Mastering LangSmith: Observability and Evaluation for LLM Applications

Building with LLMs is powerful, but unpredictable. LangSmith brings order to the chaos with tools for observability, evaluation, and optimization. See what your models are doing, measure how they’re performing, and deploy with confidence.

LangSmith is a robust platform that helps you build production-grade LLM applications, providing observability, evaluation, and optimization capabilities. It goes beyond traditional tools by giving developers meaningful insights into their application’s performance and reliability, enabling rapid iteration and enhancement. In this blog, we'll dive deep into LangSmith's features, covering setup, observability, evaluation, and advanced capabilities like automated testing and A/B experiments. Whether you're building from scratch or refining an existing application, LangSmith will help you deploy with confidence.

Why LangSmith?

LLMs are non-deterministic by nature, which makes observability and rigorous evaluation crucial for maintaining control over their behavior. Unlike traditional software, LLMs can produce varied outputs even for similar inputs, making debugging and quality assurance more complex. LangSmith addresses these challenges by offering LLM-native observability, evaluation workflows, and powerful debugging tools, ensuring your models are predictable and reliable.

And the best part? Even if you’re not using LangChain, LangSmith works independently, so you can easily integrate it into your own LLM workflows.

Getting Started with LangSmith

Installation and Setup

Getting started is easy! You can install LangSmith using pip. It’s available in both Python and TypeScript.

pip install -U langsmith

Once installed, set up your environment with an API key:

  • First, create an API key by navigating to the settings page.
  • Set environment variables:
export LANGCHAIN_TRACING_V2=true
export LANGCHAIN_API_KEY=<your-api-key>
export OPENAI_API_KEY=<your-openai-api-key>  # Optional if you're using OpenAI

Logging Your First Trace

If your application is built on LangChain, you don’t need the LangSmith SDK directly—you can enable tracing through LangChain itself. However, LangSmith also provides a direct way to log traces, which is useful if you’re integrating with custom or non-LangChain workflows.

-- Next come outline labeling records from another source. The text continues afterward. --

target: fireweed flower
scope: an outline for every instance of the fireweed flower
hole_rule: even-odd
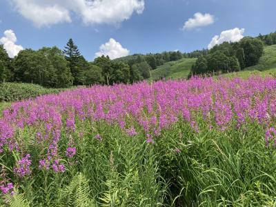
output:
[[[50,169],[50,163],[48,160],[46,159],[39,160],[39,169],[41,170],[44,169],[48,170]]]
[[[8,193],[10,193],[12,194],[13,191],[12,190],[13,190],[13,184],[12,183],[8,183],[6,185],[1,185],[0,186],[0,190],[2,193],[3,195],[6,195]]]
[[[66,152],[66,155],[67,157],[72,158],[76,155],[76,148],[68,148]]]
[[[137,135],[135,128],[133,126],[130,127],[129,129],[126,130],[126,132],[130,137],[134,137]]]
[[[56,159],[54,161],[54,163],[52,165],[52,168],[55,172],[65,172],[65,166],[63,164],[59,164],[59,159]]]
[[[155,144],[155,141],[151,138],[148,139],[146,141],[146,142],[148,143],[148,144]]]
[[[14,174],[20,178],[22,178],[26,175],[28,175],[31,172],[30,166],[32,161],[30,159],[30,155],[28,154],[26,156],[23,157],[22,159],[18,161],[18,166],[14,168],[13,171]]]
[[[276,130],[271,127],[266,131],[265,141],[266,146],[268,146],[269,140],[274,139],[274,145],[276,145]]]
[[[39,161],[39,168],[64,171],[64,166],[55,162],[60,155],[58,149],[61,132],[81,130],[83,126],[77,127],[82,120],[117,125],[130,136],[135,136],[138,128],[145,134],[159,136],[179,119],[198,132],[199,123],[193,121],[198,117],[206,122],[200,125],[201,128],[213,126],[214,130],[227,130],[232,123],[237,124],[239,128],[246,128],[247,122],[256,121],[266,129],[275,124],[275,89],[273,78],[219,78],[217,81],[212,77],[193,77],[188,81],[159,81],[151,84],[94,86],[41,96],[14,103],[3,112],[0,118],[0,153],[6,148],[23,151],[19,148],[23,145],[17,143],[20,141],[16,139],[15,132],[26,126],[35,128],[39,132],[36,136],[41,141],[38,144],[48,148],[45,159]],[[135,128],[126,128],[130,121],[135,123]],[[99,134],[95,139],[102,140]],[[154,143],[152,136],[146,139],[147,143]],[[271,140],[275,142],[275,130],[267,130],[266,144]],[[68,146],[74,145],[68,140]],[[70,157],[75,153],[73,149],[68,149],[63,155]],[[18,176],[26,175],[28,163],[23,159],[21,164],[16,164],[14,172]]]
[[[101,135],[100,135],[99,134],[97,134],[97,135],[95,135],[95,138],[96,138],[97,139],[98,139],[99,141],[103,140],[103,138],[101,138]]]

Here's a quick example to add tracing in Python:

import openai
from langsmith.wrappers import wrap_openai
from langsmith import traceable

# Wrap the OpenAI client for tracing
oai_client = wrap_openai(openai.Client())

@traceable
def example_pipeline(user_input: str):
    response = oai_client.chat.completions.create(
        model="gpt-3.5-turbo",
        messages=[{"role": "user", "content": user_input}]
    )
    return response.choices[0].message.content

example_pipeline("Hello, world!")

This snippet automatically traces the function and logs the LLM interaction with LangSmith, giving you deep visibility into how the model processes user inputs.

Run Your First Evaluation

Evaluations are key to ensuring your application delivers consistent and expected outcomes. In LangSmith, you can run evaluations using datasets and built-in or custom evaluators.

Here's how to run a simple evaluation using LangSmith's Python SDK:

from langsmith import Client
from langsmith.evaluation import evaluate

client = Client()

# Create a dataset
dataset = client.create_dataset("Sample Dataset", description="A sample dataset in LangSmith.")
client.create_examples(
  inputs=[{"postfix": "to LangSmith"}, {"postfix": "to Evaluations in LangSmith"}],
  outputs=[{"output": "Welcome to LangSmith"}, {"output": "Welcome to Evaluations in LangSmith"}],
  dataset_id=dataset.id,
)

# Define evaluator
def exact_match(run, example):
    return {"score": run.outputs["output"] == example.outputs["output"]}

experiment_results = evaluate(
  lambda input: "Welcome " + input['postfix'],  # Your AI system goes here
  data="Sample Dataset",  # The dataset to evaluate on
  evaluators=[exact_match],
  experiment_prefix="sample-experiment",
  metadata={"version": "1.0.0"},
)

With this approach, you can measure how well your application’s output matches expected results, allowing iterative improvements.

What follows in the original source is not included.